The inner-thigh region is one of the most commonly neglected muscle areas, according to experts. “Most of our day is spent going in forwards or backwards motions, so we seldom develop strong inner thighs. They only really come to play when we make lateral or side-to-side movements,” says Roger E. Adams, PhD, Houston-based dietitian, nutritionist, and founder of Eat Right Fitness. The good news, however, is that anyone can tone or strengthen this area, as hard has it may seem. The secret is knowing the right moves to help target and fine-tune inner thigh muscles. To help you tighten this area, we asked top trainers to divvy up their best inner thigh exercises.
Also known as side lunges, this inner thigh exercise is a great starting point for muscle toning. “It incorporates integrated movement into the training of the adductors and hits the glutes along with the adductors to give you a calorie burn,” explains Cary Raffle, CPT, an orthopedic exercise specialist in New York City. “It’s also quite versatile, since you can add weight, add speed, [and] incorporate a step-to balance and exercises such as biceps curls or lateral raises.” Raffle recommends starting with your feet close together and your head facing forward. First, move one leg to the side, about shoulder-width from mid-body. Then, s
quat down onto that side while looking straight ahead. “The opposite leg should be fully extended without any bend at the knee. And the opposite foot should remain fully planted without rolling off the floor,” he adds.
To make squats hit the inner thighs, Sports Scientist Elesa Zehndorfer, Ph.D., suggests standing with your legs wider than normal, toes pointed outwards.
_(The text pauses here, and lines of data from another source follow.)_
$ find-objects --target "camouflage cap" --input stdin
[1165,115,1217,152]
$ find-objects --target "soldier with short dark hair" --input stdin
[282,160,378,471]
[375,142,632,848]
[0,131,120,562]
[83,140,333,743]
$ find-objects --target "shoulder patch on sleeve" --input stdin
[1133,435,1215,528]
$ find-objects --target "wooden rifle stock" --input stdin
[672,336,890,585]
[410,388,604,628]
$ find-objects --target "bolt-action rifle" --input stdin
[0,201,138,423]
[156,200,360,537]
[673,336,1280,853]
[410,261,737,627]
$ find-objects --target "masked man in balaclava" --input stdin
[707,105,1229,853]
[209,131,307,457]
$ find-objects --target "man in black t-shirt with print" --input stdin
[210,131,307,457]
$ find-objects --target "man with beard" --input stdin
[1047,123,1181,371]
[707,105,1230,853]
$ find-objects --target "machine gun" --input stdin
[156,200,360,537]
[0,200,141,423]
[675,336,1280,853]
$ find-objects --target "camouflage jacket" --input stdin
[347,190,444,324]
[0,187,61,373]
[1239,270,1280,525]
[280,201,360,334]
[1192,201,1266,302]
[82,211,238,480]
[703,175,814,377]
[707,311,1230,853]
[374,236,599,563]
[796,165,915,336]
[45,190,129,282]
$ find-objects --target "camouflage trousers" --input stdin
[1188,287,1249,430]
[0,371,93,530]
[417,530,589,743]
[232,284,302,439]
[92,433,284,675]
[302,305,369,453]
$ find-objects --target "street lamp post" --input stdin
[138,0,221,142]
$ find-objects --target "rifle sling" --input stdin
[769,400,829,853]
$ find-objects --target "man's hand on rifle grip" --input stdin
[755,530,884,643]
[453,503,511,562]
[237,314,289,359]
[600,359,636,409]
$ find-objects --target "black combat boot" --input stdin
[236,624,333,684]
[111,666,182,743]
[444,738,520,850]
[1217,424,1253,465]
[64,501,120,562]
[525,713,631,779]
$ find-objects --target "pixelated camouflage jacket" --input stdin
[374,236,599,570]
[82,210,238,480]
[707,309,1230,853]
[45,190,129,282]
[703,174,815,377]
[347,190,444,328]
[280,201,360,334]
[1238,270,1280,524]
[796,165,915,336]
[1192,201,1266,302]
Also known as the “sumo squat,” it’s easy to make this move more or less intense, depending on your experience level. “You can add a bar or dumbbells for extra weight or make it a ‘goblet squat’ by holding a dumbbell in both hands to your chest before executing the squat,” she says.
To perform the sumo squat, Dr. Adams recommends standing with your feet slightly wider than your shoulders, keeping your torso as erect and upright as possible. While bending your knees, lower your butt down below the level of your knees. “Be sure to keep your toes pointing outward, but in line with your knees the entire time. And try not to turn your toes in,” he says. “As you come up from this squat, push your knees out. This will really help load your heels, and help bring in the inner thigh even more.” Keep your knees and toes straight to prevent knee injury.
Fitness Ball Squeezes
If you’ve ever used the machine known as the “Thigh Master,” this inner thigh exercise will work your muscles the same way. “Find an exercise ball where you can put your legs on either side. You may have to use a smaller one than you usually use for crunches,” says Dr. Adams. “Lie down on your back, bend your knees, and place the ball between your legs, squeezing the ball for ten seconds as hard as you can and then relax for two seconds.” To make this move more challenging, he suggests trying to raise the ball off the floor as you squeeze.
Cable Hip Adduction
The seated adductor machine may be the easy and obvious choice for targeting the inner thigh muscles. However, Raffle says that it’s not the best. “It actually combines hip internal rotation with hip adduction, because of the angled position at the hip. And seated exercises burn fewer calories, so it’s less effective at toning,” he says. Cable hip adduction, on the other hand, is a more targeted way to work the inner thigh. This is usually done with an ankle cuff attached to a pulley. He suggests starting with a low weight. If it’s still too heavy you can move it up higher onto the leg. “Take a wide stance and slowly move your legs together and apart,” he says. “You will need to slightly bend [at] your hip and knee so that the moving leg can move through the full range of motion without scraping the floor.”
This classic ballet move can’t be performed perfectly without strong thighs. You can only imagine the wonders it works for this muscle area. “When I was a junior associate at the Royal Ballet, we did this move about a million times, and it’s a staple of most barre classes all over,” says Dr. Zehndorfer. To start, stand upright in first position (stand with your heels together and toes pointed outwards). Holding gently onto a barre, high chair, or table, move into the downward plié position (bend slightly at the knees, keeping your body upright) and then return up, she explains. Continue as many reps as those thighs can handle!
This side-step movement causes the inner thigh to work hard at generating movement, but also stabilizing your knee, explains Dr. Adams. To perform this inner thigh exercise, find a bench or chair that will support your weight, as you’ll need to step on it! “Standing beside the bench, step onto it sideways, keeping your foot flat and your trailing leg up. And then carefully step down, maintaining your sideways position the entire time,” says Dr. Adams. “It’s important that you avoid rotating your hips or torso so that you’re facing the bench. This makes it a simple step-up.” Do as many side step-ups as you can before switching to the other side. To make this move more challenging, Dr. Adams suggests adding extra weight with either a dumbbell or medicine ball.
Add these inner thigh exercises to your weekly workout routine to target this hard to reach area and to keep your thighs sculpted and toned.